Cybersecurity continues to be a blind spot for the United States’ lawmakers, however, Congress has made progress on the subject of data privacy.
A national privacy law that mirrors legislation in the European Union would allow people to access, correct and request the deletion of the personal information collected from them. Congress is currently considering such a bill, although there are several ideas as to the final form the bill should take.
It’s worth remembering that the National Quantum Initiative Act was recently passed, and there is even an argument that such enthusiasm for technology could help fix the impeachment process.
That’s until you remember that for all of the promises of modernism in the chamber, Congress is still stuck in the dark ages as far as cybersecurity is concerned.

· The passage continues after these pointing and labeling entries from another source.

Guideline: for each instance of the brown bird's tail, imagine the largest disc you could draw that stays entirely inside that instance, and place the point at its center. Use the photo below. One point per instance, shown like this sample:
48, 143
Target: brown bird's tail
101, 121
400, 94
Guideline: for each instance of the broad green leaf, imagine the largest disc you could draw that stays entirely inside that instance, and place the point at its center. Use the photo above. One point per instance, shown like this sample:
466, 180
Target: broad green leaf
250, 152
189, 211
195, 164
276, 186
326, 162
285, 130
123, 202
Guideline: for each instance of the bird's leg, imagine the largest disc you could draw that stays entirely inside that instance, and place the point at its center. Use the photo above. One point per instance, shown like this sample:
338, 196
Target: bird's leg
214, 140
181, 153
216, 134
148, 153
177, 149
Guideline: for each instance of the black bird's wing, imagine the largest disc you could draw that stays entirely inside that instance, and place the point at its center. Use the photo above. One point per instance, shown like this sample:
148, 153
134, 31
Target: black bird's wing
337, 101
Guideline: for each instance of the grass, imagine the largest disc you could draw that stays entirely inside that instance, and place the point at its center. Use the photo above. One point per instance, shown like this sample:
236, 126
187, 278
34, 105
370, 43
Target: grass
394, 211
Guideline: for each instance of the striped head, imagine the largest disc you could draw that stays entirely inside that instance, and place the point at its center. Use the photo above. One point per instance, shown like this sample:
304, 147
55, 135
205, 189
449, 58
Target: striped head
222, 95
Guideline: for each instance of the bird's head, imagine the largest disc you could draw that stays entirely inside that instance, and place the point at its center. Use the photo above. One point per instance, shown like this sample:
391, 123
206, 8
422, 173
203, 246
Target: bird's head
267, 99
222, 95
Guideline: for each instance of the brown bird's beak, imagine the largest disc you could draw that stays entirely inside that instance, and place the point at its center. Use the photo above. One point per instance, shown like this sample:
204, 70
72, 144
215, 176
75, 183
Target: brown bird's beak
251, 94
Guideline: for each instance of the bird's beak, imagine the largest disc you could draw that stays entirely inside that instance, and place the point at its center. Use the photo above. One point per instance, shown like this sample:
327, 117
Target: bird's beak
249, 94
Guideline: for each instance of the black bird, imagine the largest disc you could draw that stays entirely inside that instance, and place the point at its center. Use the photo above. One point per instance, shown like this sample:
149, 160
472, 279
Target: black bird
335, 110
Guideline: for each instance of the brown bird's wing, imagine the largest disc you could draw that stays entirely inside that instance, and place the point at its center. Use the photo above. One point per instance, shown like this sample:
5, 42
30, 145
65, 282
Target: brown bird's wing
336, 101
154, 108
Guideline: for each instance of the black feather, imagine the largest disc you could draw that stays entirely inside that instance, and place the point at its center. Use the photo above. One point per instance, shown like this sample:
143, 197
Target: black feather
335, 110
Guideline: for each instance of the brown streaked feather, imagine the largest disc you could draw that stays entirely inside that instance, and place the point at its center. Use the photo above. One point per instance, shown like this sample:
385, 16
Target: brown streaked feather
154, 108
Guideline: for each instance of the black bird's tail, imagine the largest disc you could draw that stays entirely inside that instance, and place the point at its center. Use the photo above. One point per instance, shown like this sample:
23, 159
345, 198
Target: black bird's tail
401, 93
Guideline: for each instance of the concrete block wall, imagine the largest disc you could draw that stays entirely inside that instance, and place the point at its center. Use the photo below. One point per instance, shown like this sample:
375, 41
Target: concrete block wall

Things have got so bad that individuals and companies have had to deal with matters arising themselves. The lack of a privacy law to address data privacy and cybersecurity has even seen Facebook having to permanently ban deepfakes.
Privacy Without Security
One has to understand how closely linked privacy and security are. Perhaps the easiest way of doing so is to consider an app that collects location data from its users.
Proposed data privacy law (or that which is already in force) would ensure that the company behind the app, would have to advise its users what data was being collected and also what they intended to do with that information.
An app that isn’t properly secured gives rise to the distinct possibility that information can be stolen or leaked. In this eventuality, strong privacy policies are of no use.
It’s hard to believe but such oversight exists in almost all the legislation on data privacy in the U.S. The Consumer Online Privacy Rights Act, for example, has just two of its 59 pages dedicated to cybersecurity requirements for private companies.
Congress’ inability to tackle cybersecurity has left the data of millions of Americans unprotected. Furthermore, that lack of leadership has left many companies ill at ease.
The data protection minefield has meant that those companies are, at best, confused. What should they do when it comes to protecting data from a legal, moral and ethical standpoint?
Website security remains a huge concern for them, but oddly enough, although CEO’s remain particularly aware of the problems cybercrime causes, basic precautions are still not adhered to.
What happens next?
Congress crafting a data security law to cover every private company is almost impossible. For example, any new law would need to take the adoption of cloud storage into account, and that’s just the beginning.
There is an appetite in Congress to address the issues, with a number of data protection laws covering individual industries, but the reality is that they are, at this moment, relatively weak and vague.
Looking to the future, state-level legislation is an option. For example, financial services companies in New York must meet more than 10 specific requirements, which include encryption of nonpublic information, penetration testing, vulnerability assessments, and oversight of service providers' cybersecurity.
Congress could certainly law something from the lawmakers in the Big Apple. In order to draft and enact the new law, the state convened an expert panel that brought together lawmakers, cybersecurity professionals, and the CEOs of major companies.
Such a panel at the national level could bring together responsibilities that currently are fragmented across a huge number of departments.
Even a basic indication from the government as to what constitutes adequate cybersecurity would be a help and would stop individuals taking cybersecurity into their own hands.
In conclusion, data protection is no longer an issue that Congress can ignore. The House would be damaged almost beyond repair if it should fail to take leadership on one of the most important issues facing the U.S. today.